Thread: rhubarb
View Single Post
  #15   Report Post  
Old 02-03-2005, 02:36 PM
Spider
 
Posts: n/a
Default


Kay wrote in message
...
In article , Spider
writes

Kay wrote in message
...
In article , Spider
writes

b.cumisky wrote in message
...
Can someone please tell me what pests affect rhubarb ?

Thanks Dee Dee


Honey Fungus, though not a pest, is a potential killer. That's how I

lost
mine many years ago.

Are you sure it was honey fungus? It affects a variety of trees and
shrubs, but I wouldn't have thought rhubarb was woody enough.
--


I'm reasonably sure ...? Now you're making me wonder. Strawberries are
supposed to be troubled by it, though, and they're not woody. Perhaps
another urgler knows for sure?

Just to make sure we're talkingabout the same thing - what I know as
honey fungus is Armillaria mellea, pictured he

http://www.nifg.org.uk/armillaria.htm

which is one of our commonest fungi and lives on wood.

However, one lives and learns, and a web search revealed:

http://www.bspp.org.uk/icpp98/6/84.html

which describes using strawberries as a test bed for Armillaria control,
not, however, because Armillaria is a big pest of strawberries, but
because they are, as you say, susceptible to it and pot grown
strawberries are a convenient size for experiment.

So, faced with that I did two further searches, on "Armillaria mellea"
and rhubarb, and on "honey fungus" and rhubarb, and threw up just two
references to honey fungus attacking rhubarb, for example the following
from 'Wigan today'

"Given a yearly dressing of manure, one crown of rhubarb should last 10
years before it needs replacing, although occasionally some plants do
fall foul of diseases such as crown rot and, even more occasionally,
honey fungus.

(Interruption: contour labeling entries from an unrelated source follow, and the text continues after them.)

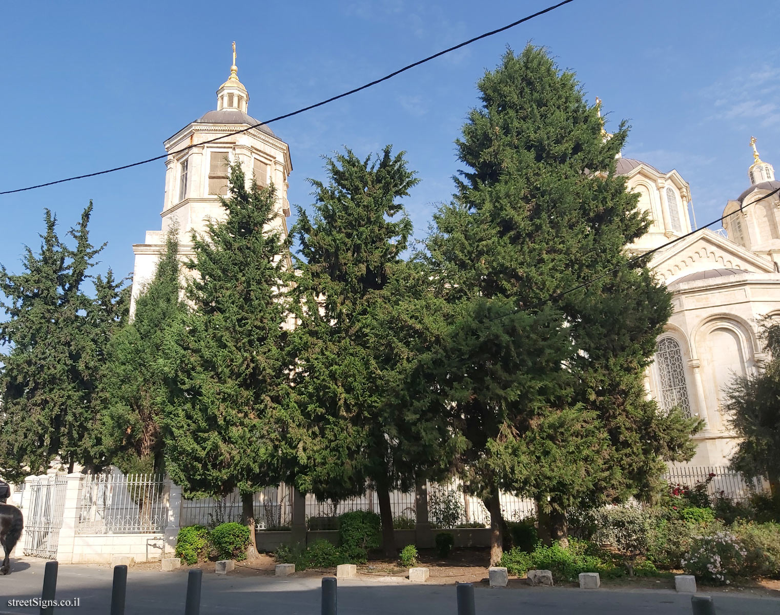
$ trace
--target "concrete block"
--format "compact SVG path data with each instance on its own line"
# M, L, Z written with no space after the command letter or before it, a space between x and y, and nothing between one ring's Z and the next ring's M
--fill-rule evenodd
M182 567L182 560L179 557L164 557L162 560L161 570L163 572L170 572L180 567Z
M601 579L597 572L580 572L580 588L595 589L601 585Z
M295 572L294 563L278 563L276 564L275 574L277 577L289 577Z
M352 578L357 576L357 567L353 563L341 563L336 566L336 578Z
M686 594L695 594L696 577L693 574L675 574L675 589Z
M506 568L493 566L488 569L488 577L491 587L506 587L509 582L509 575L506 572Z
M126 555L115 555L111 558L111 567L115 566L126 566L128 568L132 568L136 565L136 558L133 556Z
M528 571L526 580L529 585L547 585L552 587L552 572L550 571Z
M220 560L214 568L214 571L217 574L227 574L233 570L236 570L235 560Z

The only solution to either problem is to dig up the
rhubarb and burn it. Don't grow a new crown in the same site."

--
Kay
"Do not insult the crocodile until you have crossed the river"


Thanks Nick and Kay,

That's most interesting. I'm fairly sure I have some form of Armillaria in
my garden - on Sycamore stumps, for starters. The doomed rhubarb was near
the site of a previous stump (probably Prunus sp.), but I saw no fruiting
bodies. However, it and the ground reeked deeply of mushroom after I dug it
up and there was a deep layer of white mycelium beneath the rhubarb. I saw
no sign of 'bootlace' strands.

Unfortunately, before I learned that a neighbour had Honey Fungus in their
garden (identified by a tree surgeon), I accepted a shrub sucker from his
garden. I am not unduly worried about Honey Fungus, because a different
tree surgeon assured me that a) there were many more benign strains and b)
that I grew so many trees and woody plants in my garden (he nearly got
excited!) that I was fairly safe - in the way that woodland is fairly safe
and/or copes with Armilllaria and other fungi.

To pick up the OP's thread, I am seriously considering growing Rhubarb again
(in a different part of the garden), so I'll be watching out for the slugs
and snails mentioned by another urgler.